While claims that a Pfizer win in its current case would destroy or decimate the government’s controls on Medicare spending are likely over-dramatized, one point is clear: the government’s efforts to date at regulating the practice have been driven not by clear regulations subject to comment and rulemaking but instead by responding to requests for advisory opinions, as well as costly and lengthy investigations.  As such, from the companies’ perspective, the process is overly complicated and insufficiently clear.  In fact, the best result from the Pfizer case would be a commitment from OIG to reevaluate the maze of informal guidance that it has issued over the years and provide clear instruction to stakeholders. 

The next generation of challenges is on its way: additional private litigation.  In July 2021, Humana sued Regeneron in federal court.  The insurance company alleges that the drug company’s copay assistance program amounted to fraud.  The suit leverages DOJ’s allegations that charity payments from Regeneron to the Chronic Disease Fund (a PAP) were kickbacks to cover cost-sharing obligations of Regeneron’s Eylea product (vs. competitor products).  Humana is essentially piggybacking on the DOJ’s investigation in an effort to recoup money Humana paid for Regeneron over time.  As such, the next round of challenges will involve private parties fighting amongst themselves about the scope and import of the government’s position that these programs are improper. 
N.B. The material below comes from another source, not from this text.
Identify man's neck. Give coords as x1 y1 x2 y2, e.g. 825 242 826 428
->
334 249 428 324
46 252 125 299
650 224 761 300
Each year, OIG issues a public request for suggested new safe harbors to the Anti-Kickback Statute. Safe harbors are regulations that describe arrangements that could be shielded from Anti-Kickback Statute liability. Those regulations would be subject to standard notice-and-comment rulemaking, and could provide companies in one place a clear set of guidelines on the permissible scope of PAPs.  The time is now for OIG to consider a safe harbor for drug maker support of independent patient assistance programs. A new safe harbor could—in one place and with uniformity—describe the extent to which funding can be used towards Medicare beneficiaries’ cost-sharing obligations. A new safe harbor could establish specific criteria and structural considerations for drug makers and others to follow in providing grants to independent PAPs. It could address things like the appropriate duration of cost-sharing support and how to define “financially indigent.” It could describe controls around funding single disease or single drug funds. It could also establish the rules and controls that PAPs must put in place to help the uninsured and underinsured while staying free from any external influences.  A formal safe harbor would allow manufacturers and PAPs an opportunity to structure funds in a way that balances the strong public policy need for supporting financially needy patients, including Medicare beneficiaries, against the increased risk of running afoul of the kickback statute. 

Finally, and perhaps most importantly, a new safe harbor—promulgated through notice-and-comment rulemaking—would help ensure that all stakeholders’ voices are taken into account,  including those of the drug makers and of the patients who require financial support.